# Linear Regression - 2D (ie. 1 feature vs. 1 target)

### For each linear regression exercise below, do the following:
- solve it using the closed form formula (only for Exercise 1)
- solve it using scikit-learn LinearRegression class (eg. from sklearn.linear_model import LinearRegression)
- compute the R-squared and MSE using scikit-learn mean_squared_error and r2_score (eg. from sklearn.metrics import mean_squared_error, r2_score)
- plot the data points in blue and the regression line in red using matplotlib

### Exercise 1 - Real estate price prediction

- Dataset: https://www.kaggle.com/datasets/quantbruce/real-estate-price-prediction
- Regression 1: house age (feature X2) vs. house price of unit area (target y)
- Regression 2: distance to the nearest MRT station (feature X3) vs. house price of unit area (target y)
- Regression 3: number of convenience stores (feature X4) vs. house price of unit area (target y)
- Question: Which feature exhibits the most predictive power ?

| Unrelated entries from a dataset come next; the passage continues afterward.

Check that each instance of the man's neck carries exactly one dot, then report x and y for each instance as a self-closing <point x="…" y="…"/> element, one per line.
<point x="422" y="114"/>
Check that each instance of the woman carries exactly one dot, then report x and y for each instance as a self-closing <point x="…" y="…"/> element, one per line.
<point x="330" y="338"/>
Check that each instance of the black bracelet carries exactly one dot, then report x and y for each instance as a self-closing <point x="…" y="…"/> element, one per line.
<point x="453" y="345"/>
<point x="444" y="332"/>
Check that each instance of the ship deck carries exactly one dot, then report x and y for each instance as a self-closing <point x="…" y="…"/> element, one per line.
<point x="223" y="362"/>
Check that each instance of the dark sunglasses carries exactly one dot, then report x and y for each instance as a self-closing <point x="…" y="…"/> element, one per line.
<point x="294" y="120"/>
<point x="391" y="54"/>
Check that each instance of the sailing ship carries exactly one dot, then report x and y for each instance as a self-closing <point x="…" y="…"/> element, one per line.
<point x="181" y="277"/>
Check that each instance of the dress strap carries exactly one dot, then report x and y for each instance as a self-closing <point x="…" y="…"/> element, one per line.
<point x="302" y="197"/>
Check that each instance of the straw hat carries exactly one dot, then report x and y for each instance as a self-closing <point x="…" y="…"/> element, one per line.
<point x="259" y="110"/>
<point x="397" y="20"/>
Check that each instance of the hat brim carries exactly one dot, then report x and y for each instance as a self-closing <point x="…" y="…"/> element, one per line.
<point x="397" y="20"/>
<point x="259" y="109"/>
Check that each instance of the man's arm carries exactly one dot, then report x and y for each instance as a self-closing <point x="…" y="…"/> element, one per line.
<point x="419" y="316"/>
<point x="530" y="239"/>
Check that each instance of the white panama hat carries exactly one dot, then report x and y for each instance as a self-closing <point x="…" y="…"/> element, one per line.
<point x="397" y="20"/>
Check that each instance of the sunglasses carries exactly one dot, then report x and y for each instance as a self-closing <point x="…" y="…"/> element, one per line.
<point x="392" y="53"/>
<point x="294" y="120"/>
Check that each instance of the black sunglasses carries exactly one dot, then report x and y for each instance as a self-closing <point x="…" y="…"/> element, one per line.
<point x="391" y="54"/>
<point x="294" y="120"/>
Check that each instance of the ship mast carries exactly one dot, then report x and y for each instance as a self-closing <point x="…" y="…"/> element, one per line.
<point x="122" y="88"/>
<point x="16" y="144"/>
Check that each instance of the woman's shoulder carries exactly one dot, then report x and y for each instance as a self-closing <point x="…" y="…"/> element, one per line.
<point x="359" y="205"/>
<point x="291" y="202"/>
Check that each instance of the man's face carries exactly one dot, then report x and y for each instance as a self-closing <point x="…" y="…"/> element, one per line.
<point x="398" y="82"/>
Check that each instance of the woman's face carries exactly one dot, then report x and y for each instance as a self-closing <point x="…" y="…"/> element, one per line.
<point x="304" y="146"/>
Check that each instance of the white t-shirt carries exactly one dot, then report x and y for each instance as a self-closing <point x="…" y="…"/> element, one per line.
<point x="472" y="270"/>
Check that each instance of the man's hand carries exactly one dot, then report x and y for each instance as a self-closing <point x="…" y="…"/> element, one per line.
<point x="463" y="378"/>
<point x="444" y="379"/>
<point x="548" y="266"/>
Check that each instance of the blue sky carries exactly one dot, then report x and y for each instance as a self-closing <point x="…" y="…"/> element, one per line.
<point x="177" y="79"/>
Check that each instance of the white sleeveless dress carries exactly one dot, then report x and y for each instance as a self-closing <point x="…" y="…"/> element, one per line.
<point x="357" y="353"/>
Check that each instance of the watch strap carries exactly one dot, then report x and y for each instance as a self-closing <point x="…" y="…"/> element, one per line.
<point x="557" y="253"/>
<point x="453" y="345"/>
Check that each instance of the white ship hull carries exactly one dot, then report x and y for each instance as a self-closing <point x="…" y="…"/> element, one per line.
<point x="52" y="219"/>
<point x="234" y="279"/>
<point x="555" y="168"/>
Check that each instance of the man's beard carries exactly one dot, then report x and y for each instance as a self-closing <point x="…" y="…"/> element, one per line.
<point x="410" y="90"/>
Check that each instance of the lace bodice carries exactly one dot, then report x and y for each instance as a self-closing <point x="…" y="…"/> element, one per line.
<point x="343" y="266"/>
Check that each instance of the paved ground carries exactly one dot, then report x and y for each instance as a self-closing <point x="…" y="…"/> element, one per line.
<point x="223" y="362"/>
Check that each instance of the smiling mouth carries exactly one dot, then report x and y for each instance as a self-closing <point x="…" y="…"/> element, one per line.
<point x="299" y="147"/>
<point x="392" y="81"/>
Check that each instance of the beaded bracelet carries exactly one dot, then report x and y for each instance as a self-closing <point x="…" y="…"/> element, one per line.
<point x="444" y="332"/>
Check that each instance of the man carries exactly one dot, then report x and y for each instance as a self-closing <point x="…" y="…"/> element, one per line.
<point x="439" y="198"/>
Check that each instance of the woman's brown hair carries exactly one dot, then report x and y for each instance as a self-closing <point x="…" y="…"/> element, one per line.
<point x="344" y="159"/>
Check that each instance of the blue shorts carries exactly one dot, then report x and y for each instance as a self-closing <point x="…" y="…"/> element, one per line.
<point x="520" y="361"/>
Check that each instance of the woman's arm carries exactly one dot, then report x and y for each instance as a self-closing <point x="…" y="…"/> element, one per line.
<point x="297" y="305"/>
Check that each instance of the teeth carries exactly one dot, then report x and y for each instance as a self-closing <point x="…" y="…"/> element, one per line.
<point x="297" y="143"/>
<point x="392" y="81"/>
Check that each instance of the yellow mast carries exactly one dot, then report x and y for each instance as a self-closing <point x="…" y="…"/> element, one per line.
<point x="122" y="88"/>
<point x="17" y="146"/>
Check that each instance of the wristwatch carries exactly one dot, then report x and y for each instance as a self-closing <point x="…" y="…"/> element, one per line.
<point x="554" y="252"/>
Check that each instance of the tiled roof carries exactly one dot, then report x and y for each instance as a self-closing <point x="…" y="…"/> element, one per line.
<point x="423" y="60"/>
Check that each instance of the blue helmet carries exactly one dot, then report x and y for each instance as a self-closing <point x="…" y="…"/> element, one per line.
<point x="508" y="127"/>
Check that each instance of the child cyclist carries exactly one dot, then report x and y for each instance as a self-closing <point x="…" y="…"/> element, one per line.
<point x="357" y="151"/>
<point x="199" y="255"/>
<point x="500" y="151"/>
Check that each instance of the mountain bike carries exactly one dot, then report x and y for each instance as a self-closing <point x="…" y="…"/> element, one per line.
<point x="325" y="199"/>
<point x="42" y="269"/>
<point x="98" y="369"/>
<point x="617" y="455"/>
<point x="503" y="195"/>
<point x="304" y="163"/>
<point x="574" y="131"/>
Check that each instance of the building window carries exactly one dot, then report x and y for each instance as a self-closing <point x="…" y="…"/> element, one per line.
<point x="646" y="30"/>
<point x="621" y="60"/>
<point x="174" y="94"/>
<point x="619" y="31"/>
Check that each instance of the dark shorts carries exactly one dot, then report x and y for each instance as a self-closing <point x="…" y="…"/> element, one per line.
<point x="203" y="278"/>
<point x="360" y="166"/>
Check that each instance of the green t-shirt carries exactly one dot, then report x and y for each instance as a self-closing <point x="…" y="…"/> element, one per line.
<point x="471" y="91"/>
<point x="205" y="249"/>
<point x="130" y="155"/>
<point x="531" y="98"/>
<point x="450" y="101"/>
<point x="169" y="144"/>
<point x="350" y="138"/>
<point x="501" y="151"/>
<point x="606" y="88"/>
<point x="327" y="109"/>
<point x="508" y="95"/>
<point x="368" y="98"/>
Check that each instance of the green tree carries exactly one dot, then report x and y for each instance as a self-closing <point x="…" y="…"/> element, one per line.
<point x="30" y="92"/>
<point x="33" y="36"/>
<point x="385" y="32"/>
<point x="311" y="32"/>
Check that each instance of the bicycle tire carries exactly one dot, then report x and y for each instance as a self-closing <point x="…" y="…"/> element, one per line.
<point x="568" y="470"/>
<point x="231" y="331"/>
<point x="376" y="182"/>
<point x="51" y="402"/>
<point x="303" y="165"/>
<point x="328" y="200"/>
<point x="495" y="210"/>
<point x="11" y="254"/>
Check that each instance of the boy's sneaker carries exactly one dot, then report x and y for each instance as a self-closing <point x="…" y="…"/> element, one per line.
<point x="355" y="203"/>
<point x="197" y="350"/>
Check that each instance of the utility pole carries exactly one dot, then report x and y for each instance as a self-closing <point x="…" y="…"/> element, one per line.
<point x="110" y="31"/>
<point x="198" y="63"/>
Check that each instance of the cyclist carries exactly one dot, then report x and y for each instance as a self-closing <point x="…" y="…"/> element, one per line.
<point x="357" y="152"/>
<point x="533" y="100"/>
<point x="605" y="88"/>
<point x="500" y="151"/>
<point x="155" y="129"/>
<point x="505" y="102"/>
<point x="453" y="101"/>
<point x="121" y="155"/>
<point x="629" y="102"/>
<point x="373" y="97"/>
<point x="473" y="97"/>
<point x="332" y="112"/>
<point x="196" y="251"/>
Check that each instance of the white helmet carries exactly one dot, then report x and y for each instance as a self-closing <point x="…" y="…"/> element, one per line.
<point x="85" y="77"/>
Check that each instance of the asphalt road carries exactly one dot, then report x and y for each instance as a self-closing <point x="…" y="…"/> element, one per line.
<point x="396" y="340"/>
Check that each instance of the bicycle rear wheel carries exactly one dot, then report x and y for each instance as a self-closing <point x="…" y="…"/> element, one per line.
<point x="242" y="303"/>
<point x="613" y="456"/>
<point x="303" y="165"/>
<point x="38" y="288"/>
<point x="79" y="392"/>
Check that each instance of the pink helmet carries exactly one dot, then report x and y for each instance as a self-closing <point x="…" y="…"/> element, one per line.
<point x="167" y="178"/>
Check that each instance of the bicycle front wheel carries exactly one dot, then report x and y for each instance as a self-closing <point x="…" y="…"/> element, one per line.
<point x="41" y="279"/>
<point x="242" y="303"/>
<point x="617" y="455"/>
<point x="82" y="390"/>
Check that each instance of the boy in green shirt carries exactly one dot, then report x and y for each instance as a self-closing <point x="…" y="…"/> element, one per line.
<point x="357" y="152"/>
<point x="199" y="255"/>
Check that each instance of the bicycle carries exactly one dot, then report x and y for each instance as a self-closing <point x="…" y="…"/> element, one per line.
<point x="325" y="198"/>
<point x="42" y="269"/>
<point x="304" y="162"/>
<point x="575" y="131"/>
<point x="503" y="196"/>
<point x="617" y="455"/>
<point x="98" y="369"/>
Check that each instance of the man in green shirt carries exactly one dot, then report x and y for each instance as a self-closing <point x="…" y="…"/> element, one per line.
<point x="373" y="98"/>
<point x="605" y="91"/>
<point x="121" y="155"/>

### Exercise 2 - Find Beta of NVIDIA versus S&P500

- use the yfinance_helper.py script to download NVIDIA (ticker: NVDA) and S&P500 (ticker: ^GSPC) data from 2018/01/01 to 2023/12/31
- Regression: S&P500 daily returns (feature X) vs. NVIDIA daily returns (target y)
- Question: What's the beta of the stock NVIDIA versus the S&P500

### Exercise 3: Autoregression of NVIDIA stock

- use the NVIDIA daily returns from Exercise 2
- Regression 1: NVIDIA daily returns the day before (@ t - 1) vs. NVIDIA daily returns (@ t) (ie. {(S_t-1, S_t): 1 <= t< N}
- Problem: Find the daily lag L that has the most predictive power, 1 <= L <= 10 (ie. Find L such that {(S_t-L, S_t): 1 <= t < N} has maximum R-squared

### Exercise 4: Exponential model

- load the exp_data.csv data into a pandas dataframe
- use linear regression to fit the following model: f(x) = a * exp(b * x) where exp is the exponential function and a,b are real numbers

### Exercise 5:

- data: polynomial_data.csv
- model: try fitting a * X^2 + b * Y^2 + c * X * Y + d * X + e * Y + f

### Exercise 6:

- data: sine_wave_data.csv
- model:
    - try fitting a polynomial model of degree > 10 in the variable X (eg. a_10 * X^10 + ... + a_1 * X + a_0)
    - Optional: try adding regularization (ie. minimize ||y - y_hat(theta)||^2 + lambda * ||theta|| where ||.|| is the l2 norm)

### Exercise 7

- data: Choose a **multivariate regression** dataset from https://archive.ics.uci.edu/
- model 1:
    - fit a LinearRegression model using scikit-learn
    - measure the model by computing MSE, Bias^2, and Variance
- model 2:
    - fit a Ridge or Lasso model using scikit-learn
    - measure the model by computing MSE, Bias^2, and Variance
- model 3:
    - use a scikit-learn pipeline to normalize the data
    - use scikit-learn GridSearch with a Ridge or Lasso model and use 2 cross-validation steps
    - measure the model by computing MSE, Bias^2, and Variance

### Exercise 8: Autoregression of NVIDIA stock (follow-up)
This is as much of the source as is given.